According to the AP, Eric Paddock described his brother as a multimillionaire and said they had business dealings and owned property together.
He said he was not aware that his brother had gambling debts.
A source familiar with the matter told ABC News that Stephen Paddock was a "responsible gambler. He paid his bills, and he came back," adding that there was "no indication of any [financial] stress, any debt, any problems at all."
"He was a very consistent player," the source said. "The notion of his winning or losing $40,000 seems very much within his norm."
The FBI has already briefed some lawmakers about what they’ve found so far as agents dig into Stephen Paddock's past.
"Bottom line, this man was a gambler, but I do not believe there is sufficient evidence to show that he was under stress financially from gambling at the time this incident occurred," the top Democrat on the Senate Homeland Security Committee, Sen.
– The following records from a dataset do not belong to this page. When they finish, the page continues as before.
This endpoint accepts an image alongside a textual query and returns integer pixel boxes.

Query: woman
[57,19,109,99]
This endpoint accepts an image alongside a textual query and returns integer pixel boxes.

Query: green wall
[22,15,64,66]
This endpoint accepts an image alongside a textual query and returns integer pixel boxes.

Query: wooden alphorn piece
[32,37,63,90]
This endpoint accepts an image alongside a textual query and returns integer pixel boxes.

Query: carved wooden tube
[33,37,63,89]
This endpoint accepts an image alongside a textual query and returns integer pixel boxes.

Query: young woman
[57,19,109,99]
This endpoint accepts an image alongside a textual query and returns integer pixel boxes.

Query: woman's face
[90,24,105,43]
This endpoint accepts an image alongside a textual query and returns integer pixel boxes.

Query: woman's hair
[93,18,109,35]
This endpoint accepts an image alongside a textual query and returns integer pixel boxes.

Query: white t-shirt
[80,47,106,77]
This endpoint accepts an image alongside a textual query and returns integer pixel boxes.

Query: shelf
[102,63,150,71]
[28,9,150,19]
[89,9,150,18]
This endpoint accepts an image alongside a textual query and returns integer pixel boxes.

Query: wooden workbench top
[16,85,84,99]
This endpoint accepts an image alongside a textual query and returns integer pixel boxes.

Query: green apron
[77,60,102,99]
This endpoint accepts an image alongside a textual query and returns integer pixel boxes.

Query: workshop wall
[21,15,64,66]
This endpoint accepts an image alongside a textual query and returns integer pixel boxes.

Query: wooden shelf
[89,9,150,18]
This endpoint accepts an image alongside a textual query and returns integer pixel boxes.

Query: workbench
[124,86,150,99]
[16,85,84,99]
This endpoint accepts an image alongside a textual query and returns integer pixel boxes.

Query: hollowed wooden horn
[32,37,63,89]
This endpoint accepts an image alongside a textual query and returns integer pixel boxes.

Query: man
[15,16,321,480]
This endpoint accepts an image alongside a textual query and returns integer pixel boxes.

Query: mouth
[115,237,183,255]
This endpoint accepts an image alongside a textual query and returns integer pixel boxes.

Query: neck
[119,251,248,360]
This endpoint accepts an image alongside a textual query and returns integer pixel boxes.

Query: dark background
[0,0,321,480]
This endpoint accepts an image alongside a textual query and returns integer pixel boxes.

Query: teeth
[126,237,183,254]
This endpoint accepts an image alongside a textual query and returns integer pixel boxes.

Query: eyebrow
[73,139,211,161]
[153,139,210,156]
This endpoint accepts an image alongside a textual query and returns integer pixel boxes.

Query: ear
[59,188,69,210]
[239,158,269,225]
Claire McCaskill, D-Mo., told ABC News.
Paddock’s longtime girlfriend is originally from the Philippines, and she is believed to have been there when he launched his deadly assault in Las Vegas, killing 59 people and injuring more than 500 others attending a country music festival. She is expected to return to the United States Wednesday.
Asked about the reports associated with Paddock, a Financial Crimes Enforcement Network – or "FinCEN" -- spokesperson said the agency "does not comment on specific reports filed by financial institutions," but added, "FinCEN provides access to its database to authorized law enforcement and regulatory users and the data has proven to be extremely useful to investigators."
The FBI declined to comment for this article.